Oversampling

In this discussion, “oversampling” means oversampling on output—at the digital to analog conversion stage. There is also a technique for oversampling at the input (analog to digital) stage, but it is not nearly as interesting, and in fact is unrelated to oversampling as discussed here.

Motivation for oversampling

Most people have heard the term “oversampling” applied to digital audio devices. While it’s intuitive that sampling and playing back something at a higher rate sounds better than a lower rate—more points in the waveform for increased accuracy—that’s not what oversampling means.

In fact, the truth is much less intuitive: Oversampling means generating more samples from a waveform that has already been digitally recorded! How can we get more samples out than was recorded?!

For background, let’s look at the “classic” digital audio playback system, the Compact Disc: The digital audio samples—numbers—are sent at 44.1 KHz, the rate at which they were recorded, to a low-pass filter. By Nyquist’s Theorem, the highest frequency we can play back is less than half the recorded rate, so the upper limit is 22.05 KHz. Everything above that is aliased frequency components—where the audio “reflects” around the sampling frequency and its multiples like a hall of mirrors. The low-pass filter, also called a reconstruction filter or anti-aliasing filter, is there to block the reflections and let the true signal pass.

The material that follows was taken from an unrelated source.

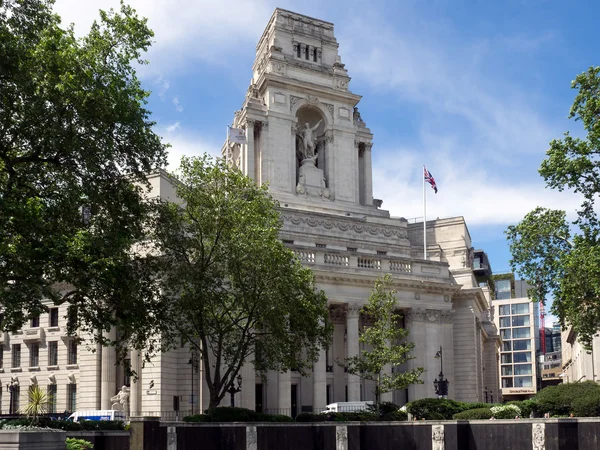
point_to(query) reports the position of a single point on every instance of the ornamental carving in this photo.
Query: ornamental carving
(345, 226)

One problem with this is that, ideally, we want to block everything above the Nyquist frequency (22.05 KHz), but let everything below it pass unaffected. Filters aren’t perfect, though. They have a finite slope as they begin attenuating frequencies, so we have to compromise. If we can’t keep 22 KHz while blocking everything above it, we’d certainly like to shoot for 20 KHz. That means the low-pass filter’s cutoff must go from about 0 dB attenuation at 20 KHz to something like 90 dB at 22 KHz—a very steep slope.

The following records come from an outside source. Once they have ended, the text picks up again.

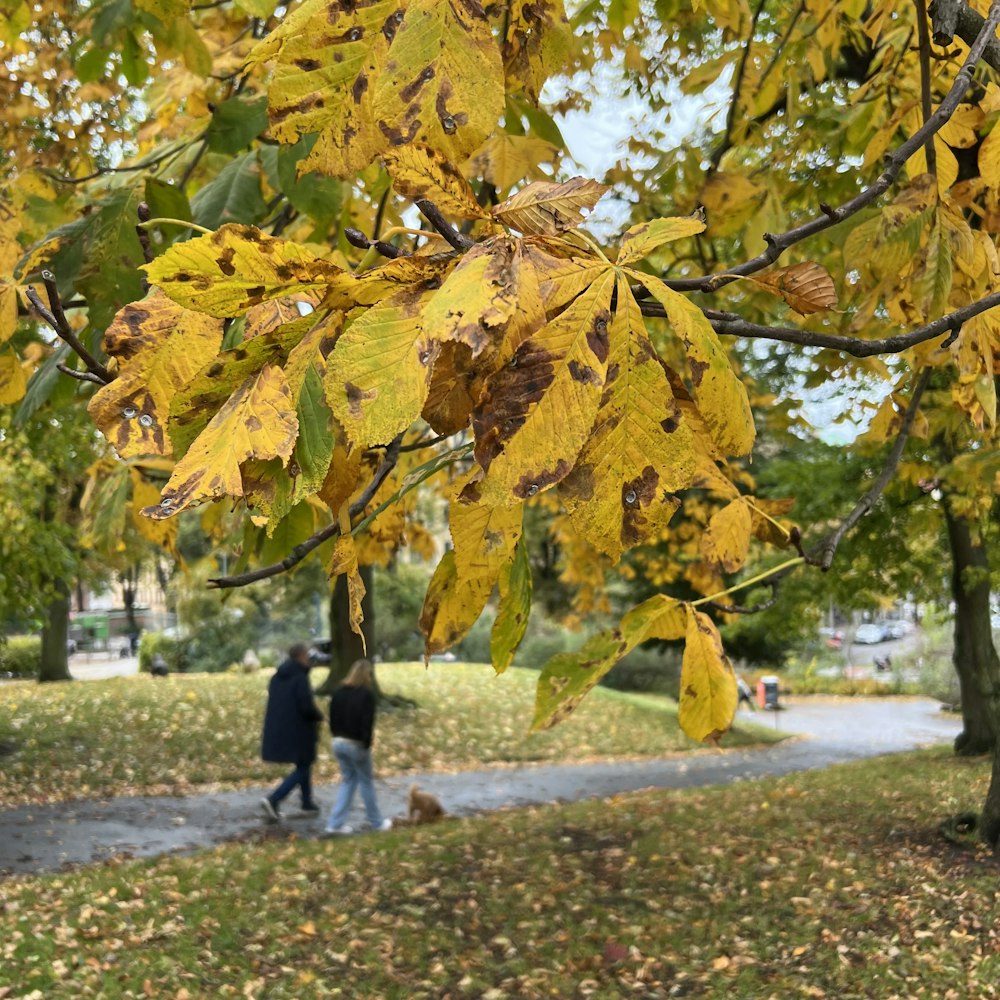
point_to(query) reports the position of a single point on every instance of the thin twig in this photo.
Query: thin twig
(82, 376)
(822, 554)
(331, 530)
(56, 318)
(733, 325)
(924, 42)
(778, 243)
(433, 215)
(727, 138)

While we can do this in an analog filter, it’s not easy. Filter components must be very precise. Even so, a filter this steep has a great deal of phase shift as it nears the cut-off point. Besides the expense of the filter, many people agree that the phase distortion of the upper audio frequencies is not a good thing.

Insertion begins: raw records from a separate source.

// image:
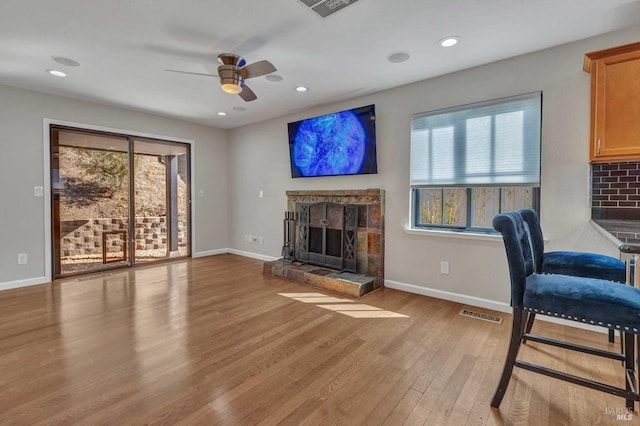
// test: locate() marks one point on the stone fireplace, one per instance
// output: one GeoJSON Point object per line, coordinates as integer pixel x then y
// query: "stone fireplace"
{"type": "Point", "coordinates": [318, 211]}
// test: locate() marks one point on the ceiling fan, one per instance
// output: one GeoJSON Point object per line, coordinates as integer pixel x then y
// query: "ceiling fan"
{"type": "Point", "coordinates": [233, 71]}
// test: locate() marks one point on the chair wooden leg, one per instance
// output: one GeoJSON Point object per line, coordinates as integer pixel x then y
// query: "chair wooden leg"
{"type": "Point", "coordinates": [514, 345]}
{"type": "Point", "coordinates": [531, 317]}
{"type": "Point", "coordinates": [629, 365]}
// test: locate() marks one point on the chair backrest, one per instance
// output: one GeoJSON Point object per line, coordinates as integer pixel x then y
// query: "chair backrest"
{"type": "Point", "coordinates": [517, 243]}
{"type": "Point", "coordinates": [532, 220]}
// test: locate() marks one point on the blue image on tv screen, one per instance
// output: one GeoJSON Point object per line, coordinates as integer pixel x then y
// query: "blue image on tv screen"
{"type": "Point", "coordinates": [342, 143]}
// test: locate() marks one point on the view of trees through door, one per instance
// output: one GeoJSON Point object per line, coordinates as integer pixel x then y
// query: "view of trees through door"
{"type": "Point", "coordinates": [117, 200]}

Now, what if we had sampled at a higher rate to begin with? That would let us get away with a cheaper and more gentle output filter. Why? Since the reflections are wrapped at the sampling frequency and its multiples, moving the sampling frequency that far up moves the reflected image far from the audio portion we want to preserve. We don’t need to record higher frequencies—the low-pass filter will get rid of them anyway—but simply having more samples of our audio signal would be a big help.

This is where interpolation comes in. We calculate what it would look like if we had sampled with more points to begin with. If we could have, for instance, eight times as many sample points running at eight times the rate (“8X oversampling”), we could use a very gentle filter, because instead of 2 KHz of room to get the job done, we’d have 158 KHz.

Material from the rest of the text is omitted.